Francisco Sy, chairman of the department of environmental and occupational health in the School of Community Health Sciences at UNLV, said concerns about limited testing capacity are understandable. But there shouldn’t be panic, he said.

“There’s no need for mass testing for psychological well-being,” he said. “The risk (of getting coronavirus) is still very, very low.”

Testing criteria for coronavirus include fever, cough, breathing difficulties and recent travel from an area with ongoing spread. But symptoms of the virus are similar to those of the common cold, flu and allergies, and testing is typically limited to people who are very sick or who have had contact with someone who is known to be infected.

“We are leaving that to the professional judgment of doctors and public health officials,” Azar said.

Brian Labus, an assistant professor of epidemiology at UNLV who teaches courses in infectious disease epidemiology and outbreak investigation, said that “anytime there is a new virus like this, people will be scared.
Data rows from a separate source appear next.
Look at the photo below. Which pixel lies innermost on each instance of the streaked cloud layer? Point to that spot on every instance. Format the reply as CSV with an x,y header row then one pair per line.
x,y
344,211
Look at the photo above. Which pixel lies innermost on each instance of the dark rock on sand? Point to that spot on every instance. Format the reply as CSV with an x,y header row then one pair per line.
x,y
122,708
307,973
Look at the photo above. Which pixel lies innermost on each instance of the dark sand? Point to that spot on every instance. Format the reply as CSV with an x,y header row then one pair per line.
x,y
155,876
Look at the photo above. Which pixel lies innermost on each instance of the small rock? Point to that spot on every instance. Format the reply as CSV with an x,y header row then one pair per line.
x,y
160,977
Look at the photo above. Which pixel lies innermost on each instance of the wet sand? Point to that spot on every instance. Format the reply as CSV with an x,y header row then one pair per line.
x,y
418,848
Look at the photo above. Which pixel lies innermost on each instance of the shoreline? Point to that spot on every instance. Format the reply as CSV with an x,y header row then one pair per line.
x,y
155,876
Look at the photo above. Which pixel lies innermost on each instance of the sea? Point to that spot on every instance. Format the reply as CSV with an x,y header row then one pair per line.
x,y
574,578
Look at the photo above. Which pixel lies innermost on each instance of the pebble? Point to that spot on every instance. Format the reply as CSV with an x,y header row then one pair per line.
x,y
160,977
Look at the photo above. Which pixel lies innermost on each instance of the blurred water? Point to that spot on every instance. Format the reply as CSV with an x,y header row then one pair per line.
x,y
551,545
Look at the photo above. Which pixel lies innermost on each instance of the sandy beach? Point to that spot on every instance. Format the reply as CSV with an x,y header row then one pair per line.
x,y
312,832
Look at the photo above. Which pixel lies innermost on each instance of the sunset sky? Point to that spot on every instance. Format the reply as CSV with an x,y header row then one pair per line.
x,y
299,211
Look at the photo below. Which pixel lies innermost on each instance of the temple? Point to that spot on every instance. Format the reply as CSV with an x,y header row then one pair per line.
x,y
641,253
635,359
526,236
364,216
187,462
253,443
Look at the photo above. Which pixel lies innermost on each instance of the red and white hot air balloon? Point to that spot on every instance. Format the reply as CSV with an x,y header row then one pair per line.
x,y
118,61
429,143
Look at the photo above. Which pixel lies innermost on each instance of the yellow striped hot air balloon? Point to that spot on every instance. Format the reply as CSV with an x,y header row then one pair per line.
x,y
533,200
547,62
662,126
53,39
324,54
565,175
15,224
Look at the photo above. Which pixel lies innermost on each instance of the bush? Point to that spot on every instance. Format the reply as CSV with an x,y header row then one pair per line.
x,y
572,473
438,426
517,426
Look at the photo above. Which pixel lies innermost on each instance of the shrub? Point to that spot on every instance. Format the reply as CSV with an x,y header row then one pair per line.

The fear of dying is real.”

Labus was working at the Southern Nevada Health District in 2003 when the severe acute respiratory syndrome, or SARS, outbreak hit.

That spread to 8,000 people worldwide and killed nearly 800 — numbers already dwarfed by the coronavirus, which has infected 118,471 and killed 4,267 globally, according to the Associated Press. No Nevadans were infected by SARS, and the local tourism industry wasn’t impacted.

“It’s hard to compare” the level of panic between the SARS and coronavirus outbreaks, he said.

Labus and Sy partnered to give a seminar Tuesday at UNLV about the coronavirus. They stressed not panicking, hygiene protocol and taking common-sense precautions.

This story was updated with the most current testing numbers in Nevada.